I’ve given #traveltuesday the day off…again, as I attempt to re-orient my schedule of “day themes” for this blog. Who knows, I may just toss the whole concept out completely?
Today’s Post by Joe Farace
“When you’re shooting with long lenses, even if you’re shooting a close-up, you feel the air, the distance between the camera and the subject.”—Emmanuel Lubezki
A teleconverter aka tele extender is a secondary lens that’ can be mounted between a camera body and a lens to enlarge the central part of a captured image to produce greater magnification by increasing the lens’s focal length.—That’s one definition.

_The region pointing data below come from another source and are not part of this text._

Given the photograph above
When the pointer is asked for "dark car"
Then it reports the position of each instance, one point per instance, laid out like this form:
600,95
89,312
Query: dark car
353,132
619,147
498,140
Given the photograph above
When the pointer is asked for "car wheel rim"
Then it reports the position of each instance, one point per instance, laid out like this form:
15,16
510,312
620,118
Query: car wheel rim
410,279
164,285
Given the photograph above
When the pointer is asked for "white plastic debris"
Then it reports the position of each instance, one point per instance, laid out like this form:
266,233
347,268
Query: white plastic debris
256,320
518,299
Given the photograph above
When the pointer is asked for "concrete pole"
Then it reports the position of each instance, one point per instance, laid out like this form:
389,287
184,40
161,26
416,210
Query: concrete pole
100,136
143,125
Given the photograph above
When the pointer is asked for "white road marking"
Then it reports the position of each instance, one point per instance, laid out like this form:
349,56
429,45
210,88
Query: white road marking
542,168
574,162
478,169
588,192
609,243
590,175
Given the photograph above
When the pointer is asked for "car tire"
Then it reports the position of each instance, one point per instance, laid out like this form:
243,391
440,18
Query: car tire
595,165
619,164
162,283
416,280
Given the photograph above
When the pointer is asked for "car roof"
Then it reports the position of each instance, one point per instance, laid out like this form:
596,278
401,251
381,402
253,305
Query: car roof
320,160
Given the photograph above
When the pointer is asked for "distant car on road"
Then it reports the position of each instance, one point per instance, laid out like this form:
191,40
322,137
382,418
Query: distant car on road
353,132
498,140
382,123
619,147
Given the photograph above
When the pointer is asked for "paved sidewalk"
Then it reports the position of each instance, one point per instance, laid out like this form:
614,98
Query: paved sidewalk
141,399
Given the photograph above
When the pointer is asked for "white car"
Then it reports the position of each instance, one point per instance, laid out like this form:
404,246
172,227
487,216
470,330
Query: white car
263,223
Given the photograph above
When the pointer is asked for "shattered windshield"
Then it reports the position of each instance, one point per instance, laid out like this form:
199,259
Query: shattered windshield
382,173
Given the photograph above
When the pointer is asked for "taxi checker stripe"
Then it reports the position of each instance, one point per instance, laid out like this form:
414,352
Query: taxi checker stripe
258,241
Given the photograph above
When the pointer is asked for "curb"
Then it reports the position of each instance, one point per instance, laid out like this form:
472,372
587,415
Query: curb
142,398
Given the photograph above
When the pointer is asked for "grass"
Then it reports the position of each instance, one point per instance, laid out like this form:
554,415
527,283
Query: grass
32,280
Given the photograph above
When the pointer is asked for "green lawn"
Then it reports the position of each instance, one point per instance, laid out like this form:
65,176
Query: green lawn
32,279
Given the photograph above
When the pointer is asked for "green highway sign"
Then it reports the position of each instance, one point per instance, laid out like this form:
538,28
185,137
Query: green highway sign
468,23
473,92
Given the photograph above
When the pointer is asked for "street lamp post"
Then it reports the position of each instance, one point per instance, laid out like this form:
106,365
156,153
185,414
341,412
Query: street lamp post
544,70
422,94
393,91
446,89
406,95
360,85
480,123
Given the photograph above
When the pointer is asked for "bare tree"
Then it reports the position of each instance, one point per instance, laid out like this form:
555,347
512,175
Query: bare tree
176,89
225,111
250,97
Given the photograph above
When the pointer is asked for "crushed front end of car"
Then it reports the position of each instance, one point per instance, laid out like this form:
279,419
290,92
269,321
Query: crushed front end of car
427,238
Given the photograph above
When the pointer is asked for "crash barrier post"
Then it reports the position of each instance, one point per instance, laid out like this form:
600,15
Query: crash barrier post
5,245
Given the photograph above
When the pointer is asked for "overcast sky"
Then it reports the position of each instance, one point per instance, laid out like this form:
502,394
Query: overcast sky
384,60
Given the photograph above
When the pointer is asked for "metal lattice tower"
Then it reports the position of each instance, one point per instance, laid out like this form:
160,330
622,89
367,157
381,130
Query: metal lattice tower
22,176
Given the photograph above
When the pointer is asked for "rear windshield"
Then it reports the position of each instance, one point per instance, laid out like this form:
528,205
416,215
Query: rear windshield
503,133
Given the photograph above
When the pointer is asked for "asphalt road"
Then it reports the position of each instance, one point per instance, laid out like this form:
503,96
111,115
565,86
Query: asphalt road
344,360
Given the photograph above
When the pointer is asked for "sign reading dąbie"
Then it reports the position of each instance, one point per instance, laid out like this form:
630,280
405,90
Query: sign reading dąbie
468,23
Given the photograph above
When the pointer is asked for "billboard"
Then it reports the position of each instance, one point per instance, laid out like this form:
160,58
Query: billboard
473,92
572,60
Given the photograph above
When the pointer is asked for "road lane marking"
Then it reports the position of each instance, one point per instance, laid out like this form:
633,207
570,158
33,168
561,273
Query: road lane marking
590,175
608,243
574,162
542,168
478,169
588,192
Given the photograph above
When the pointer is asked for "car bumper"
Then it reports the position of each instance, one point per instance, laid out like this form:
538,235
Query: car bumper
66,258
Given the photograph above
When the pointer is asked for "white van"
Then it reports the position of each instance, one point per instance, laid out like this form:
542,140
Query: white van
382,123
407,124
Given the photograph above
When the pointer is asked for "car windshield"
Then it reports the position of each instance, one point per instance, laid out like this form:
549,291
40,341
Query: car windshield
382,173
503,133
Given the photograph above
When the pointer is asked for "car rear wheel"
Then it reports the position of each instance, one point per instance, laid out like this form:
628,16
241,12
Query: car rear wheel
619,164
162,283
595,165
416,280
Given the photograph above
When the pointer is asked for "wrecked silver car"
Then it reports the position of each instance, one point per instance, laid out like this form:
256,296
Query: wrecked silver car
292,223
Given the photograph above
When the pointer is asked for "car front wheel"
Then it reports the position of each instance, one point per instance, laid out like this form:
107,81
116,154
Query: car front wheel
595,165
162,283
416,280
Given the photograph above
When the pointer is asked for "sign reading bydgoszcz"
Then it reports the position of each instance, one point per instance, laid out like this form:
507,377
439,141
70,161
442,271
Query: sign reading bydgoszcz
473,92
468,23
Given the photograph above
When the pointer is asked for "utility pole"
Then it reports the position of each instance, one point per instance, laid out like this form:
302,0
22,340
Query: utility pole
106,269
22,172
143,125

A 2X extender doubles the (apparent) focal length of a lens but there’s no free lunch. It also gobbles up light to the tune of two f/stops. This does not necessarily halve the resolution of a digital or film image. This is not necessarily a bad trade but if you put it on a slower—smaller aperture—lens it can cause focusing problems. That’s because many camera’s autofocus systems require a lens aperture of f/8 or less in order to function effectively. So do the math before attaching a 2X extender to a smaller aperture zoom lens and be sure to read your camera manual, as painful as that may be for some of us.
Caveat: Using a teleconverter with an existing lens is usually less expensive than acquiring a separate, longer telephoto lens but as the teleconverter is magnifying the existing image circle, it also magnifies any lens aberrations.
How I Made this Photograph
Having a teleconverter can be useful for macro work because it magnifies the size of small objects, such as this butterfly that I photographed at Denver’s Butterfly Pavilion using a Canon EOS 5D Mark I and an EF 50mm f/2.5 Compact Macro lens with 2X teleconverter attached. The exposure was 1/25 sec at f/14 and ISO 400 with an (expensive) Canon MR-14 EX II ringlight used as a light source. If a ring light is something you may only use occasionally, I’ve been told—but don’t personally know, I haven’t tried one—that the YONGNUO YN-14EX TTL Macro Ring Flash does a similar job at considerably less cost. (Caveat: I don’t know what the effect of tariffs might have on that price.)
There may be times when you don’t need a 2x lens conversion and other times when you just can’t afford the two stops of light loss. That’s when you may prefer to use a 1.4x teleconverter that will turn a 300mm lens into 420mm but only decreases the maximum lens aperture by one f/stop. Tip: Having two teleconverters in your camera bags triples the number of focal lengths that you have available and the prices ($399 for Sigma 2X models) for these devices, depending on your financial frame of reference, may represent an optical bargain.